Interaction System for Multi-turn RL Training

Last updated: 06/25/2025.

Overview

The verl interaction system enables dynamic, multi-turn conversational feedback during reinforcement learning training. This system allows models to engage in iterative problem-solving scenarios where interaction agents can provide corrective feedback, guidance, or evaluation based on the model’s responses.

New in Multi-Interaction Support: The system now supports multiple named interactions within a single training session, enabling sophisticated training scenarios where different samples can use different interaction strategies. This allows for curriculum learning, domain-specific feedback, and flexible agent switching at the sample level.

Key features:

Async-based Architecture: Non-blocking interaction processing for distributed training
Instance Management: Stateful session handling with unique instance IDs for concurrent interactions
SGLang Integration: Seamless integration with SGLang rollout system for multi-turn conversations
Configuration-driven: Dynamic agent loading via YAML configuration files
Multi-Interaction Support: Registry system enabling multiple named interactions per rollout
Sample-Level Selection: Each sample can specify which interaction to use via configuration
Reward Integration: Turn-level scoring mechanism integrated with verl’s reward system

Architecture

The interaction system follows a plugin-based architecture with clear separation of concerns:

Interaction Registry System
     ↓
BaseInteraction (Abstract Interface)
     ↓
Multiple Named Interactions (e.g., Gsm8kInteraction, CustomInteraction)
     ↓
SGLang Rollout Integration (interaction_map)
     ↓
Sample-Level Interaction Selection
     ↓
Async Request Lifecycle Management

Core Components

Interaction Registry System

The interaction registry system allows loading and managing multiple named interactions:

from verl.interactions.utils.interaction_registry import initialize_interactions_from_config

# Load multiple interactions from config
interaction_map = initialize_interactions_from_config("config.yaml")

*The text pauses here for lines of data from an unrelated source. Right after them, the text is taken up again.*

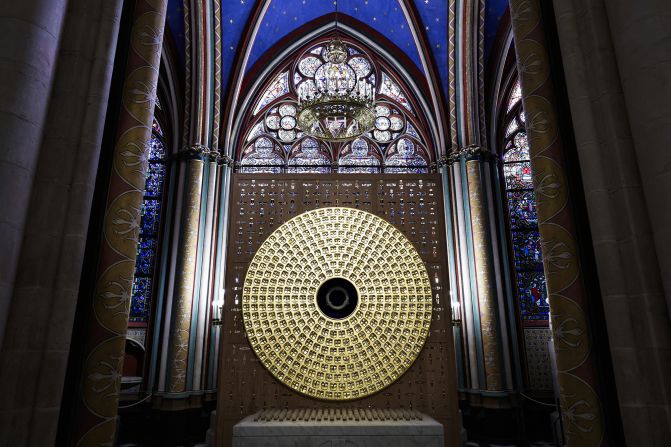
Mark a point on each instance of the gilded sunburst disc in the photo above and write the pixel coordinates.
(337, 303)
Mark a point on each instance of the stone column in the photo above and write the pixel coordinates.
(492, 347)
(185, 274)
(484, 324)
(100, 377)
(34, 355)
(615, 178)
(580, 402)
(30, 32)
(641, 35)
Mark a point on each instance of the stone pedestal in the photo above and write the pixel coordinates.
(338, 428)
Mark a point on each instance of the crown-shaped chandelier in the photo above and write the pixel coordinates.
(342, 106)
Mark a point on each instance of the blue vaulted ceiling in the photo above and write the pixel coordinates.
(385, 16)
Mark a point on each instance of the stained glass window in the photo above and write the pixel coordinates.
(275, 119)
(279, 87)
(360, 157)
(150, 220)
(526, 244)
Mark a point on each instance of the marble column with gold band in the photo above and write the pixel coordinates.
(479, 300)
(185, 273)
(484, 272)
(100, 376)
(183, 362)
(580, 403)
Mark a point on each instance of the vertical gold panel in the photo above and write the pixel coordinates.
(491, 339)
(185, 278)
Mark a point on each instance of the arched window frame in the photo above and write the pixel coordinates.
(528, 274)
(144, 278)
(268, 117)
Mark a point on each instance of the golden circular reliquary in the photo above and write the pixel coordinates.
(337, 303)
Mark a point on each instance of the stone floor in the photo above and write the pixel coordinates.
(487, 444)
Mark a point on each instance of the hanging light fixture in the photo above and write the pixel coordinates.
(342, 106)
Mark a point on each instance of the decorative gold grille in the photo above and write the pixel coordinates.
(327, 358)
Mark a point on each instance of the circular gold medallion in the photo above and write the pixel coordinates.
(337, 303)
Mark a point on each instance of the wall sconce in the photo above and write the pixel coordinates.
(217, 312)
(456, 311)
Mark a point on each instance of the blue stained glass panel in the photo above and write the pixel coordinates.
(156, 127)
(359, 169)
(522, 207)
(140, 300)
(306, 169)
(146, 252)
(516, 153)
(534, 304)
(154, 183)
(527, 247)
(151, 213)
(156, 149)
(405, 170)
(518, 175)
(261, 169)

# Access specific interaction by name
gsm8k_interaction = interaction_map["gsm8k"]
custom_interaction = interaction_map["custom_solver"]

BaseInteraction Interface

All interaction agents must implement the BaseInteraction abstract class:

from verl.interactions.base import BaseInteraction
from typing import Dict, Any, List, Tuple, Optional

class BaseInteraction:
    def __init__(self, config: Dict[str, Any]):
        self.config = config
        self.name: str = config.get("name", "interaction_agent")

    async def start_interaction(self, instance_id: Optional[str] = None, **kwargs) -> str:
        """Initialize interaction session, return instance_id"""

    async def generate_response(self, instance_id: str, messages: List[Dict[str, Any]], **kwargs) -> Tuple[bool, str, float, Dict[str, Any]]:
        """Generate response, return (should_terminate, response, score, metadata)"""

    async def calculate_score(self, instance_id: str, **kwargs) -> float:
        """Calculate turn-level score for RL training"""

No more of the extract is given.